LEISURE AND HOSPITALITY
Loss of sporting fixtures hits sales at City Pub Group
The coronavirus crisis is expected to affect profits at City Pub Group, which has outlined cost-cutting plans as comparable sales decreased 4.5% in the 11 weeks to March 15, with total turnover up 11%. House broker Liberum believes profits could top £5m, compared with an initial forecast of £11.5m.
MEDIA AND ENTERTAINMENT
Bidders circle M&C Saatchi as board appointments made
With potential suitors such as asset management firm Dbay Advisors, and Exponent, which owns publishing firm Dennis, reportedly lining up bids for advertising agency M&C Saatchi, the firm has appointed two independent non-executive directors, with Lisa Gordon and Louise Jackson to join the board with immediate effect.
Real estate funds suspended over virus concerns
Asset managers Kames Capital and Janus Henderson have both announced the temporary suspension of their UK real estate funds as coronavirus sparks market turbulence, making it difficult to accurately value the properties contained in the funds.
Laura Ashley files for administration
Laura Ashley has filed for administration after failing to secure £15m of emergency cash to stay afloat, putting around 2,700 jobs at risk. The company said that owner MUI Asia was not willing to provide the extra cash, and could not secure a loan from elsewhere. “The Covid-19 outbreak has had an immediate and significant impact on trading, and ongoing developments indicate that this will be a sustained national situation”, the retailer said.
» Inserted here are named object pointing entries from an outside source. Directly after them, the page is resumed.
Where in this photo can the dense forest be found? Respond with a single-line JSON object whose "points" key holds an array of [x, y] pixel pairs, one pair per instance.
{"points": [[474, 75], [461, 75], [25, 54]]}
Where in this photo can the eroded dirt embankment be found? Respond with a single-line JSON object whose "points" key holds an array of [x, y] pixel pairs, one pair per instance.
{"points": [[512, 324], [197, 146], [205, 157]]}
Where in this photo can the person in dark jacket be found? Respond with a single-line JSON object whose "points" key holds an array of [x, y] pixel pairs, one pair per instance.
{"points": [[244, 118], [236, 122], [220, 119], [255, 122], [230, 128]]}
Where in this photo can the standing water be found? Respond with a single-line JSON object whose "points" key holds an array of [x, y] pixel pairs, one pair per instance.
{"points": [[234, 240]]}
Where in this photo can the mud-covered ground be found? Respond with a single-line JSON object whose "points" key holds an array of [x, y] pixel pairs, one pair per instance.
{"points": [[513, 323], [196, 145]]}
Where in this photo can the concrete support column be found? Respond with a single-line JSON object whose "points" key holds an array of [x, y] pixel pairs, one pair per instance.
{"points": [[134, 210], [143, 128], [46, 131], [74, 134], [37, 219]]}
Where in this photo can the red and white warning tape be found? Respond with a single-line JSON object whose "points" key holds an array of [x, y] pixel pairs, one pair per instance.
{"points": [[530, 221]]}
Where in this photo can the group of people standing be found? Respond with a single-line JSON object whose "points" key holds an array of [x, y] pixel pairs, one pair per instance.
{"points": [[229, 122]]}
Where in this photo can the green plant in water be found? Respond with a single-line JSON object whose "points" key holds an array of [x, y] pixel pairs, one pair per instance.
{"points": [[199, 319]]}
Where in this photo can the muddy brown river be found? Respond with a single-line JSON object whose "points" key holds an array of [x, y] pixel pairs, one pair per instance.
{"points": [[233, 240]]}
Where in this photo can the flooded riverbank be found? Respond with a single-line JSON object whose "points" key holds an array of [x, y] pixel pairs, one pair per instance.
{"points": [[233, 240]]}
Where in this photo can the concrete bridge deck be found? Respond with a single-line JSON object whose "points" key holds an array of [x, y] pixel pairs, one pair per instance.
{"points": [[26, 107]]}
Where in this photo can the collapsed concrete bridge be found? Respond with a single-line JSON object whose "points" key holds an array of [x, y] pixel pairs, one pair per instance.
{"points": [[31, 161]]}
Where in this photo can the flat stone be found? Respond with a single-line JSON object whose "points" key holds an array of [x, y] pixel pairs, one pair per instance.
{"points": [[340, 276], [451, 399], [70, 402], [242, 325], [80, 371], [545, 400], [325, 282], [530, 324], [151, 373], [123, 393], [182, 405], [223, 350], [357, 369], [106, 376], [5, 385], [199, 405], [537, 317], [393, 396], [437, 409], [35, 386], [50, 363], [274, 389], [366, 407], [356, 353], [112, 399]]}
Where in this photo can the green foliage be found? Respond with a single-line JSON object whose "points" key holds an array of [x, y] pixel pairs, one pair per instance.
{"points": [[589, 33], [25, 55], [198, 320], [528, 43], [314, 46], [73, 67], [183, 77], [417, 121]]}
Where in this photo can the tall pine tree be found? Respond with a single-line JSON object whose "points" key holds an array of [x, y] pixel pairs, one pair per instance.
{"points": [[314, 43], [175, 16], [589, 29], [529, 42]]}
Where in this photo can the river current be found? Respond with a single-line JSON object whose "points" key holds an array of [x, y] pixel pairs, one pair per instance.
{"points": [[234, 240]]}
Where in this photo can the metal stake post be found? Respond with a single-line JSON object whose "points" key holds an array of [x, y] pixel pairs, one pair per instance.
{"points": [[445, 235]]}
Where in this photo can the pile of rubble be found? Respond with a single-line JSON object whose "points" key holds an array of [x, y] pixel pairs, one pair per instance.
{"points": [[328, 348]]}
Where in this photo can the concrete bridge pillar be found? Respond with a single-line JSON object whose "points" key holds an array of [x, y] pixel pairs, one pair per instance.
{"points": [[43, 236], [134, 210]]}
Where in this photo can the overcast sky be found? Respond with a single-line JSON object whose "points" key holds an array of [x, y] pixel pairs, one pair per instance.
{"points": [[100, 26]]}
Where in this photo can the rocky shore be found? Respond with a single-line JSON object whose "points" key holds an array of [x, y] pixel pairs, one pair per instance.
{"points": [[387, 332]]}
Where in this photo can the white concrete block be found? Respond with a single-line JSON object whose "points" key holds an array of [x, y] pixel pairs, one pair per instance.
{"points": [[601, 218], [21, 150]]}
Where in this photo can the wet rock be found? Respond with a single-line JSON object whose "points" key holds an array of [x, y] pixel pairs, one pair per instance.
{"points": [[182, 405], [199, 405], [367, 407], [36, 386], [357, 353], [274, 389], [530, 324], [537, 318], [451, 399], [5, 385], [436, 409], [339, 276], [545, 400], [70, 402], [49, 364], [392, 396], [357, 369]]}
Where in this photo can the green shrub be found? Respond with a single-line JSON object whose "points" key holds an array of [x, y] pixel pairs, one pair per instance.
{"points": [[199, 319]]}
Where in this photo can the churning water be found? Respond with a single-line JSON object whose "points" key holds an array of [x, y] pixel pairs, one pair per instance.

Coronavirus causes European Championship postponement
Uefa has decided to postpone this summer’s European Championship until the summer of 2021 as the coronavirus continues to spread across the globe. A statement said: “It will be played from 11 June to 11 July next year.”
Chancellor announces business support measures
Chancellor Rishi Sunak has unveiled £330bn worth of support designed to help businesses survive the coronavirus crisis. He announced that, on top of measures set out in his Budget last week, businesses will have access to Government-backed guaranteed loans at "attractive rates", with a £330bn pot available to firms which need money to pay rent, suppliers or staff or purchase stock. A new lending facility launched with the Bank of England will support larger companies, while SMEs will be able to borrow up to £5m with no interest due in first six months - up from the £1.2m announced in the Budget. Mr Sunak also announced that retail, leisure and hospitality companies will be exempt from business rates for a whole year, while firms with a rateable value of less than £51,000 will be given a cash grant of £25,000. The Chancellor also said banks will provide a three-month mortgage holiday for those who need it. Mr Sunak also said ministers are set to discuss a potential support package for airlines and airports. He added that the Government will work with trade unions and the industry to develop a “bold and ambitious” package of “employment support”.